And here again we arrive at the problem; you were not enslaved (and you're certainly not "recently freed"). Again, ethnically speaking, only part of you was enslaved. At least in the Atlantic slave trade.
But obviously, as some white people are ever so fond of reminding me every time I refer to the Atlantic slave trade, however tangentially, wHiTe PeOpLe WeRe EnSlAvEd ToO!!11!
So why don't you find it strange that white people aren't invested in the pre-slavery traditions of their ancestors? Why do you think that this particular piece of historical oppression is essential to who you are?
My dad was born in Freetown, Sierra Leone. It's one of the first places that freed slaves returning to Africa landed (hence the name). When I read about slavery, when I travel to Africa or the Caribbean (where my mother is from) and see the vestiges of slavery there, I feel deep empathy for what those people went through and how wrong what happened to them was. Just as I did when I went to Hiroshima and saw the Peace Memorial or to Poland and saw Auschwitz. Human suffering has no "race."
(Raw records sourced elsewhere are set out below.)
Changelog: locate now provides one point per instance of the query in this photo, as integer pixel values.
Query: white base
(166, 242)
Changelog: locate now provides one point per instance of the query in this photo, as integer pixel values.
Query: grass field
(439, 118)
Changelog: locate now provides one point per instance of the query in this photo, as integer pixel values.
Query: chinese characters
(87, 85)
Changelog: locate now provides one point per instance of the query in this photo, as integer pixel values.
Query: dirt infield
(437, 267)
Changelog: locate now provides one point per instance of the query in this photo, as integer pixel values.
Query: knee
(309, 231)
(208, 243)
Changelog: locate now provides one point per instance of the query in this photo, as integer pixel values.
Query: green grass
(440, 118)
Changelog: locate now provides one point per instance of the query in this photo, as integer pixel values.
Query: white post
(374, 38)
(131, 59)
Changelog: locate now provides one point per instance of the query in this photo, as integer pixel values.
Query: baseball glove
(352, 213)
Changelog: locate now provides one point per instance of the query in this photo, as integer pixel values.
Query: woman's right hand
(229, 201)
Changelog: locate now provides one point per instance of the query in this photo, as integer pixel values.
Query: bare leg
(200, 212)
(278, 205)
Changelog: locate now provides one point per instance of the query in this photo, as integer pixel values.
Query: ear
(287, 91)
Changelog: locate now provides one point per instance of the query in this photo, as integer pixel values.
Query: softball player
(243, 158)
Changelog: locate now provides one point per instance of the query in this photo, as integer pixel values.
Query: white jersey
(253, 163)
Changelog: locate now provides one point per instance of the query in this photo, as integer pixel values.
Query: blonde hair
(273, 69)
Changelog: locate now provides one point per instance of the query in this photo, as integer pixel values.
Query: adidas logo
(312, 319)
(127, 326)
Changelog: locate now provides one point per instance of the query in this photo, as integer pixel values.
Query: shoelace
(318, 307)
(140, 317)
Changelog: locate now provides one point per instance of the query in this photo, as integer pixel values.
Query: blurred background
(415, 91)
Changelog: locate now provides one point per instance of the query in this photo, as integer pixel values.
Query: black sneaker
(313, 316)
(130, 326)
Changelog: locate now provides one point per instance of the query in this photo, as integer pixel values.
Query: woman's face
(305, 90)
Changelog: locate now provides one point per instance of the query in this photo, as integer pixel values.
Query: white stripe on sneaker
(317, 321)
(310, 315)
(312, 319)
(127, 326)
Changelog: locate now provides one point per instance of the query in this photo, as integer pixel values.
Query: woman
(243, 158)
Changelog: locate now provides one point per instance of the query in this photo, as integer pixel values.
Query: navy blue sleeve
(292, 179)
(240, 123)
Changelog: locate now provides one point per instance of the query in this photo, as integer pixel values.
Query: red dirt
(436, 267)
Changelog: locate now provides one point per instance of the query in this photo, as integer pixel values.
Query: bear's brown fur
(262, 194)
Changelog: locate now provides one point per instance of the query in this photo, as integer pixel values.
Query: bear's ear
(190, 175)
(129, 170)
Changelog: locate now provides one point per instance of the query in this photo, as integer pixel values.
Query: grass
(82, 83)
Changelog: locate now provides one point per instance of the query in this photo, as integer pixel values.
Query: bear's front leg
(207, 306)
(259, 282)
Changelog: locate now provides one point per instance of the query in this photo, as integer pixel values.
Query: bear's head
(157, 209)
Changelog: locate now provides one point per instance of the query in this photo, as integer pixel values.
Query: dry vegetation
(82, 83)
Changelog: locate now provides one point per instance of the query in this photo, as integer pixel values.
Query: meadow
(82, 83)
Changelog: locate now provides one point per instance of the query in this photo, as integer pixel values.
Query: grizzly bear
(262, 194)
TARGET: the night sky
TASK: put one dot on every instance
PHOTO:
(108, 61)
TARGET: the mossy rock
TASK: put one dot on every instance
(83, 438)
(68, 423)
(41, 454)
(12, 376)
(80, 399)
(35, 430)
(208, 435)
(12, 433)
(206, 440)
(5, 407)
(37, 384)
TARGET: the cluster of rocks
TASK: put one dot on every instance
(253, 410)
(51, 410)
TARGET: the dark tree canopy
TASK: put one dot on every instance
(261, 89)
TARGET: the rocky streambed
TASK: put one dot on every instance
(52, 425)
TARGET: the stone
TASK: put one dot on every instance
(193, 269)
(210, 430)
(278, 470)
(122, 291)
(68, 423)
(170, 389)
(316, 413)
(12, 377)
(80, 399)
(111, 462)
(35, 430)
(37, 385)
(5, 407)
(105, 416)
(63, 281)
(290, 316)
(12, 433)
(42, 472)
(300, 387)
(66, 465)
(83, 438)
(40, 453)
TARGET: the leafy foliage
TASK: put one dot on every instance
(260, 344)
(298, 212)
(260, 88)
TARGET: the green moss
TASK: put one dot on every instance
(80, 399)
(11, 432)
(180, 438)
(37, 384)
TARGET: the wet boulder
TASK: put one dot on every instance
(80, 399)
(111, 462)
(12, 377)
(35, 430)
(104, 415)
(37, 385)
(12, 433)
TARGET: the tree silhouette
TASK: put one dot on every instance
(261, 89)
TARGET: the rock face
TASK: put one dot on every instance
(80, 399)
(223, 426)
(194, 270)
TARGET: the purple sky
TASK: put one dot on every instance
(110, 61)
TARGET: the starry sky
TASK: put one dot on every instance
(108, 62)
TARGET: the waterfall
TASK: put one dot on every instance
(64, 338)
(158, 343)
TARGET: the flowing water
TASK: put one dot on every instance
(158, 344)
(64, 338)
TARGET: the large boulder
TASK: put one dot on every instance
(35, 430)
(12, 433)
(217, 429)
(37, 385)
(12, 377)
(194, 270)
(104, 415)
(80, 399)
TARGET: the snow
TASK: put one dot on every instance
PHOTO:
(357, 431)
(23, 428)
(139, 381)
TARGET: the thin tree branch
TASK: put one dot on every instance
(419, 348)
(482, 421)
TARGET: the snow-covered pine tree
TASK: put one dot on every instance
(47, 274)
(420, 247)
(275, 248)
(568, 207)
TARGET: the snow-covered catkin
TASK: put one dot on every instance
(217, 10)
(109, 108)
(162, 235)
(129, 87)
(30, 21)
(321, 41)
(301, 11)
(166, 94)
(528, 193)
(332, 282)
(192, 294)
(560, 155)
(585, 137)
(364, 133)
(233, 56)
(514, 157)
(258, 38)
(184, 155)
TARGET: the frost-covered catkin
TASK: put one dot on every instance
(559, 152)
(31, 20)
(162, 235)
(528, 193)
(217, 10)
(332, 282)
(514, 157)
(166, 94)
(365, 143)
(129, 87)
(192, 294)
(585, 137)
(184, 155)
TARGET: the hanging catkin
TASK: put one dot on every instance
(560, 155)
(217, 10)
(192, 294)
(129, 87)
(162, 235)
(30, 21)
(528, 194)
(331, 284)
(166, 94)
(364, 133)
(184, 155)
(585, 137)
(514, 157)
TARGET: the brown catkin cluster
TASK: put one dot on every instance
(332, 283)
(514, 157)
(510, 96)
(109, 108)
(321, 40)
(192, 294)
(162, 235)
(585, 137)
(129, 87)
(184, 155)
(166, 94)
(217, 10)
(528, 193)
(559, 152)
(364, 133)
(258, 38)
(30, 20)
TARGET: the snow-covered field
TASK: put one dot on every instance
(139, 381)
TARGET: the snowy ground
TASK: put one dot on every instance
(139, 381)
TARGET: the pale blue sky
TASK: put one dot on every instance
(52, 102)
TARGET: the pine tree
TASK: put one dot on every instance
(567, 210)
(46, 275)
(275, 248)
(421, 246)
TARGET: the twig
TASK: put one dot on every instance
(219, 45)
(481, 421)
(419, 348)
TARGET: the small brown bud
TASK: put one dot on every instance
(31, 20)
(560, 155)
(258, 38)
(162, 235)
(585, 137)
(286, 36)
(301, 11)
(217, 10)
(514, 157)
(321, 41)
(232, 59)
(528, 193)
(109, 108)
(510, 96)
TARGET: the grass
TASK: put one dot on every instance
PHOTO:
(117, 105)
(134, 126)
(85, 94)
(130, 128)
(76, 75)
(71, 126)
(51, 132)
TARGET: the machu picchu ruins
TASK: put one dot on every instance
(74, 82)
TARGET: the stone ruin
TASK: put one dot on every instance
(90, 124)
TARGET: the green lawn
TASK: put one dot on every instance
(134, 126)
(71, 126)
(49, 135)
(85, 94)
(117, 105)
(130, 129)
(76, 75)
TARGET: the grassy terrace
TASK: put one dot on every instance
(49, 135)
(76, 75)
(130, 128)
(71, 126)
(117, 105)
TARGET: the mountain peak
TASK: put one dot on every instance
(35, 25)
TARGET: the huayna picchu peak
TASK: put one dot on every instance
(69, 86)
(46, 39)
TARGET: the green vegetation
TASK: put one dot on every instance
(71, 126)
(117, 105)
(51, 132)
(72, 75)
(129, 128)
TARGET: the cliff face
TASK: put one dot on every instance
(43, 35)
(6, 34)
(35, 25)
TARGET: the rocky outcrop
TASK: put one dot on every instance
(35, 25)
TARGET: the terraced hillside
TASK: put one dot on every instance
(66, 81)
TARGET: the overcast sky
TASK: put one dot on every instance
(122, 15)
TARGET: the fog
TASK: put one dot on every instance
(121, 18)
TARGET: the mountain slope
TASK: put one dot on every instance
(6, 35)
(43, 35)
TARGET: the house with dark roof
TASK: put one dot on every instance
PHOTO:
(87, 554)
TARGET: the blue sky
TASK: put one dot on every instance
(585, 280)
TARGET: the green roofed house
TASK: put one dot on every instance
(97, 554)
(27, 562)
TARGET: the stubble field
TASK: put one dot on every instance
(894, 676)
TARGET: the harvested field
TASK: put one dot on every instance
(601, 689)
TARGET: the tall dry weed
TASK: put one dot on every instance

I feel the need to keep repeating this, because you keep seeming to miss that I'm saying it; I'm not saying that there's anything wrong with looking up your family history. I'm not saying there's anything wrong with maintaining old traditions. I never described this as racism. I'm not sure where you're getting the idea that I did. But the way some black people want to define themselves through slavery is bizarre. And psychologically deeply unhealthy. "Blackness" is not defined by...well, by anything. But certainly not by suffering.